In Banner Heart Hospital, et al. v. Burwell, the United States District Court for the District of Columbia (Court) held on August 19, 2016, that the Provider Reimbursement Review Board (PRRB) incorrectly declined to hear an appeal request for expedited judicial review that involved a legal challenge to the outlier payment regulations. The PRRB based its decision on, as commonly referred to in Medicare parlance, the “self-disallowance” regulations, adopted in 2008. As further discussed below, the Court found that this regulatory requirement directly contradicts the authorizing Medicare statute and legal precedent established by the Supreme Court of the United States in Bethesda Hosp. Ass’n v. Bowen, 485 U.S. 399 (1988).
The self-disallowance regulation restricts a provider’s right to an appeal before the PRRB to situations where the provider has claimed the cost on its cost report either as an allowable cost or, if the provider believes the Medicare administrative contractor (MAC) would find the cost not allowable, as a protested amount. 42 C.F.R. § 405.1835(a)(1). The providers in this appeal did not claim the cost at issue, i.e., outlier costs, either as an allowable cost or in protest. The providers argued that they did not include the costs on their cost reports, because the MAC was bound by CMS regulation to disallow the costs and, thus, such a claim would be futile. Rather, the providers filed a request at the PRRB for expedited judicial review, which authorizes the PRRB to refer the case to federal district court when the PRRB has jurisdiction over the case but is not authorized to grant the relief sought. The PRRB rejected the providers’ request for expedited judicial review, asserting that the providers’ failure to include the costs on their cost reports as either allowable costs or protested amounts violated the self-disallowance regulation and thereby was a bar to the PRRB’s jurisdiction over the case.
The Court analyzed the self-disallowance regulation through the two-step Chevron analysis and found that Congress had directly spoken to this issue in 42 U.S.C. § 1395oo, which is Step One of the Chevron analysis. The Court discussed at length the Supreme Court’s decision in Bethesda that interprets section 1395oo and addresses substantively the same issue. In Bethesda, and as reiterated by the Court, a provider does not have to include items in its cost report that are the result of a regulatory challenge in order to have jurisdiction before the PRRB.
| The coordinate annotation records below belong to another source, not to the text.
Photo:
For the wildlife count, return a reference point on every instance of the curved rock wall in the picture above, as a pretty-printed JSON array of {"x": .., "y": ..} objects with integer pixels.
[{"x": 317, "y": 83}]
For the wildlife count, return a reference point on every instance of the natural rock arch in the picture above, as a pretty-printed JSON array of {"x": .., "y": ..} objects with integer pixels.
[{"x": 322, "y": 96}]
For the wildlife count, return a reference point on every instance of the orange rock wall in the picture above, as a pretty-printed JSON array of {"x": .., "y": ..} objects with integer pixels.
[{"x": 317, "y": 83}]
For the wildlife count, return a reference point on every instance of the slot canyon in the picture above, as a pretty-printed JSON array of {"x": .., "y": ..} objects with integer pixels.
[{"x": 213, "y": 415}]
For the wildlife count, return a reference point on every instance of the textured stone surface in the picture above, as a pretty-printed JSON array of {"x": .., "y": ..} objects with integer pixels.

The Court further discussed that raising a regulatory challenge to the MAC – an entity that must follow regulations and has no authority to do otherwise – is futile, and as stated in Bethesda, is “quite unnecessary.” Consistent with the precedent from Bethesda, the Court found the self-disallowance regulation conflicts with the plain reading of section 1395oo, and the PRRB erred in ruling it had no jurisdiction to hear the providers’ challenge to the outlier regulations. The Court therefore remanded the case to the PRRB.
- The Court made its ruling based on the previous 2008 regulatory language of 42 C.F.R. § 405.1835(a)(1) and did not consider the effect of the newly revised regulatory language on its decision. Effective January 1, 2016, CMS removed the self-disallowance jurisdictional rule and, in its place, implemented a rule that requires costs to be claimed on a cost report as an allowable cost or protested amount, as a prerequisite to any entitlement to payment. (See our discussion of this new rule in this earlier Payment Matters article.) Providers can expect future litigation on the revised regulatory language since CMS has now maneuvered what is essentially the same disclosure obligation to the MAC as an explicit cost-reporting requirement instead of a jurisdictional precondition for review by the PRRB.
- Providers should stay tuned as it is likely the government will appeal this decision to the appeals court.
- Providers that wish to challenge a CMS regulation or policy but have not claimed the related cost on their cost report as an allowable cost or a protested amount, should continue to protect their appeal rights until this case has become final, particularly for cost years prior to implementation of the cost reporting regulations that became effective January 1, 2016, discussed above.